More Sophisticated Symmetric Encryption: The Vigenere Cipher

The key is a string of letters like JOE. To encrypt, you take your plaintext (we'll reuse MEET ME AT NOON) and write it down. Then you write down th key string over the plaintext, with letters matching up. If the plaintext is longer than the key, you simply repeat the key. Like this:

Think about how the Vigenere Cipher addresses the flaws in the Caesar Shift. The key is a string of characters, and since there are roughly 6 trillion strings of length less than 10, for instance, the problem of too few keys has been addressed. The same letter at different positions in the plaintext generally does not get mapped to the same character in the ciphertext, since the key-character written above plays a role in the encryption. So letter frequencies in the plaintext do not get carried over to the ciphertext.

Frequency Analysis Attacks on the Vigenere Cipher & the One Time Pad

The Venona Project: Poor Practice Defeats Perfect Security
One-time pads provide provably perfect security ... but at a price. Managing keys is really difficult! After all, you have to have as many bytes of key as you have bytes of plaintext to communicate. During WWII, the British and US intercepted a large amount of Soviet Russian communication that was encrypted with one-time pad encryption. However, cryptanalysis revealed that some of the one-time pad key had been reused ... which is the big no-no with one-time pad encryption. This misuse of the system allowed small parts of the communication to be decrypted. NSA's effort to exploit this misuse of one-time pad keys to decrypt as much as possible of the traffic was code-named VENONA. Over the years (Venona lasted until 1980), this code-breaking effort revealed Soviet espionage campaigns and spys at places like Los Alamos Nationa Labs, the State Department and the White House. It identified the Rosenbergs and Alger Hiss as spies.

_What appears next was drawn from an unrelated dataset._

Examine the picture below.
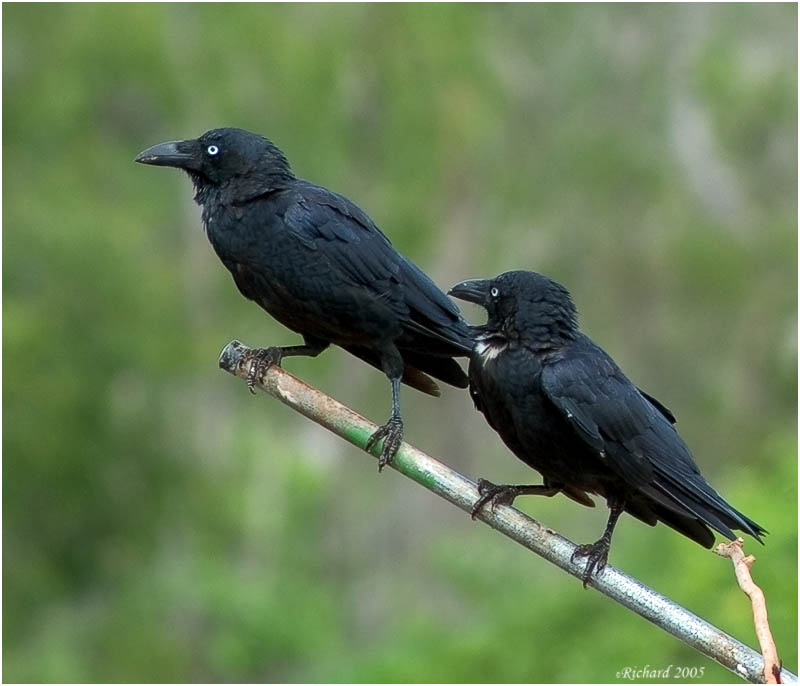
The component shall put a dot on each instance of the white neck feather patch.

With any cryptographic protocol, even a small deviation from the protocol can compromise security. This fact should be a major take-away from the story of the Venona project!

Cyber Pigeons?
Before there was the Internet, there were pigeons. In late 2012, a British man found a dead carrier pigeon in his chimney. Turns out it was from WWII and it carried an encrypted message tied to its leg. CNN has a nice story UK spies unable to crack coded message from WWII carrier pigeon about it and the fact that nobody's been able to decrypt the message. Turns out, the sender used a one-time pad.

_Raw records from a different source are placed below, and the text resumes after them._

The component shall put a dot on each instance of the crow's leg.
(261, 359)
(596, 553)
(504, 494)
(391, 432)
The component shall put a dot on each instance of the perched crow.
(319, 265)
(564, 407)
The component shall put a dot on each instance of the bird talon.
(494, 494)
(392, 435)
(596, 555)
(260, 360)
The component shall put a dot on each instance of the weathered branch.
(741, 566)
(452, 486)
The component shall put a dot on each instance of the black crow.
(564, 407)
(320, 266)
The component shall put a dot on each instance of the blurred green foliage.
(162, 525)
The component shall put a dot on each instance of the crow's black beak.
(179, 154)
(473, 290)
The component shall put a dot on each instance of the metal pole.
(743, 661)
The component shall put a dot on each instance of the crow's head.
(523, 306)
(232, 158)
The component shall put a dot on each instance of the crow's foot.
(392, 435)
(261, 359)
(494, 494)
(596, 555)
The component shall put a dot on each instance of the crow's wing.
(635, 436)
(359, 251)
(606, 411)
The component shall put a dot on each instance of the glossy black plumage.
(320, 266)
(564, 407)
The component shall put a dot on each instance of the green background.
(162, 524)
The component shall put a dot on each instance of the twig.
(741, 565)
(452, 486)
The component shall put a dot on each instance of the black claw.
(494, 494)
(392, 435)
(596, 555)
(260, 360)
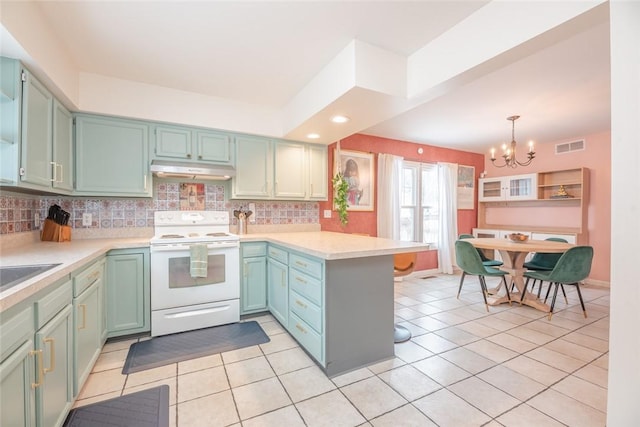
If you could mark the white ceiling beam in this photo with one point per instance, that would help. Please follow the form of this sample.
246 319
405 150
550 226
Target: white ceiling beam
491 31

Finding the key length can be a problem, but one easy way given what we already know is this: for each possible key length n, form the string consisting of every nth character starting from the first, give that as a ciphertext input to our Caesar Shift Frequency Analysis page, and make a note of the probability of the shift index it gave you for that n. Whichever n value gave us the highest score is probably the actual length of the key. In class, we will actually have performed this exercise.

This kind of attack requires enough text that our Caesar Shift frequency analysis of every nth character finds the proper shift index with high probability. If the message length is L, and we assume we need about 20 characters to be assured of having a high probability with our Caesar Shift frequency analysis, we'd like to have L/n > 20. If L is short or n is long, our attack will fail. So, in general, a longer key gives you more security from frequency analysis. If you have a key that is a completely random sequence of letters, and which is as long or longer than the message, the Vigenere Cipher is unbreakable — provided you never use the key again. In this situation, the system becomes what is called a one-time pad. The problem with such a system is that arranging to have this one huge key is difficult.

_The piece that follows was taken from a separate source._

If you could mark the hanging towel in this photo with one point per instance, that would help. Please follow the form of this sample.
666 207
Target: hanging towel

Chosen Plaintext Attack & the Vigenere Cipher

A kind of chosen plaintext attack was done by the US during WWII. We knew a Japanese attack was imminent because we had cracked a code, but we didn't know whether the string designating the target was referring to Hawaii or Midway. So we leaked a story about a water shortage on Midway, and discovered that same symbol in a message that was, we were sure, relaying that leaked information.

The program that cracked WEP-encryption in your wireless lab is actually also based on a chosen plaintext attack.